« 0.035: hitachi drops another shoe (it sounded like a slipper!) | Main | 0.037: storage anarchism recategorized »

September 19, 2007

0.036: data integrity and virtualized storage

Is your data really safe?

In what many think is a modern-day impression of Chicken Little, Robin Harris has been asking this question over on StorageMojo for quite a while. In his most recent blog post, he refuels his concerns using "evidence" presented in a Data Integrity research paper done by the folks at CERN.

I highly recommend you at least skim that document, as there are some interesting observations in it that could have far reaching ramifications in your own storage environment.

According to this paper, more than 3 of the MP3's or TiVo videos I have in my Terabyte Home are probably corrupted -and I might never know it!

Now Robin takes the 50,000 foot view of this, and comes to the conclusion that the world just may collapse soon if this data integrity issue isn't resolved.
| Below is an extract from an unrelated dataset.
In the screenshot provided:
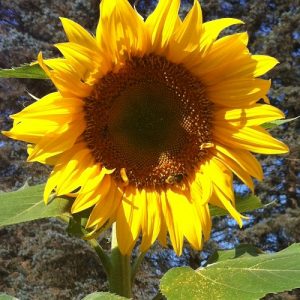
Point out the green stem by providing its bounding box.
[108,224,132,298]
[131,252,146,283]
He even suggests that HEY! Shouldn't we be doing something NOW to avoid all this?

</sarcasm> (I leave it to the reader to figure where the opening tag belongs smile_wink)

Good news, Robin: some of us have already been solving this problem. Been doing so for years, in fact...  
 

parity, checksums, and ecc domains - oh my!
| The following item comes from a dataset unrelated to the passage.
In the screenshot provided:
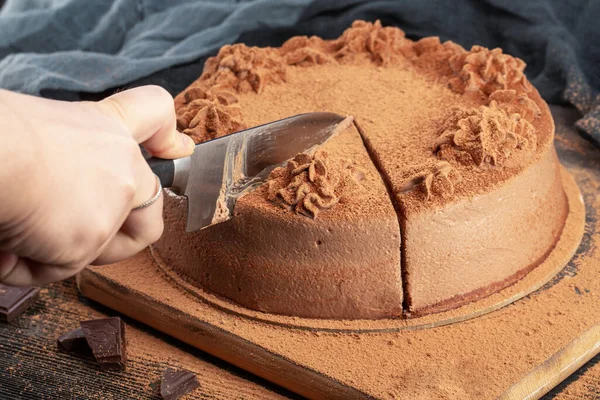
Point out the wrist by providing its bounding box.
[0,90,38,230]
The CERN folks did a lot of testing, and concluded that they were experiencing a Byte Error Rate of 3 in 10^7 - or 3 corruptions per Terabyte. That's a lot more than what you'd guess if you looked at the BER predictions for the components, and Robin is likely correct in his conclusion that the problem rests in all the transfers of the data between multiple (supposedly protected) domains.
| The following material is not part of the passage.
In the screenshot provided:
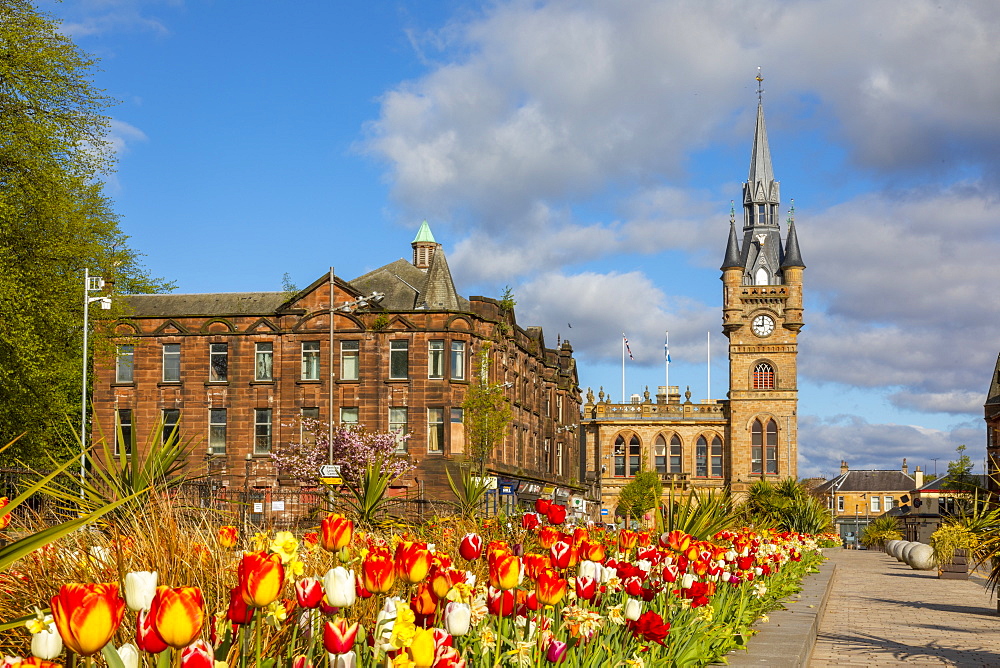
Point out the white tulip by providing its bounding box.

What seems to have been overlooked, however, is that the problem is likely caused by faulty architecture and design of the CERN storage infrastructure. Apparently no provisions had been made by either the storage vendor or the implementation architect to ensure that faults that occur between domains were detected and corrected.

But this is not universally true of all storage. A lot more than you think, maybe. But not all...

No, in fact, Symmetrix has long implemented front-to-back parity/checksum/ecc verification that data blocks don't change, from the moment they arrive at the FA port, through global memory, out the DA port, all the way out to the disk, and then back again. Checksums and/or parity are calculated coming into and validated going out of each internal "domain." ECC algorithms performing Single Nibble Correction and Double Nibble Detection (SNCDND) has long been used to protect Symmetrix memory against alpha-particle corruption of the memory chips themselves. Triple Modular Redundancy (TMR) was introduced in the DMX series to protect against Silent Bit Errors (SBEs) in the logic paths. And the data stored on disk is continually exercised and validated against checksums to validate that it hasn't changed - and if it does change, the bad block is remapped, the block's mirror image is validated and restored, or the block is rebuilt from the RAID parity - all quietly behind the scenes.

More importantly, while each of the potential failure domains within the Symmetrix has always been protected by appropriate error detection & correction technology (typically using different algorithms for adjacent domains for maximum algorithmic integrity), the protection domains themselves always overlap the adjacent domains.

This is critically important, because you simply can't strip off the protection bits for a block until you know that it's integrity was intact during the time the next domain's protection was being generated. And if an error is detected during the transfer across domains, the original can still be recovered from the prior domain and re-routed through a different path - or the I/O request can be rejected altogether before corrupt data is committed or returned (yes, Virginia, in most cases, no data is better than bad data - especially if the alternative is silently bad data).

So what's going on at CERN?
 

maybe they got what they paid for

As I read through the CERN paper, it struck me that the storage infrastructure being described probably was lacking this sort of attention to error detection and correction. All this talk about needing to ADD overhead of checksums and integrity checks seems to imply none existed before.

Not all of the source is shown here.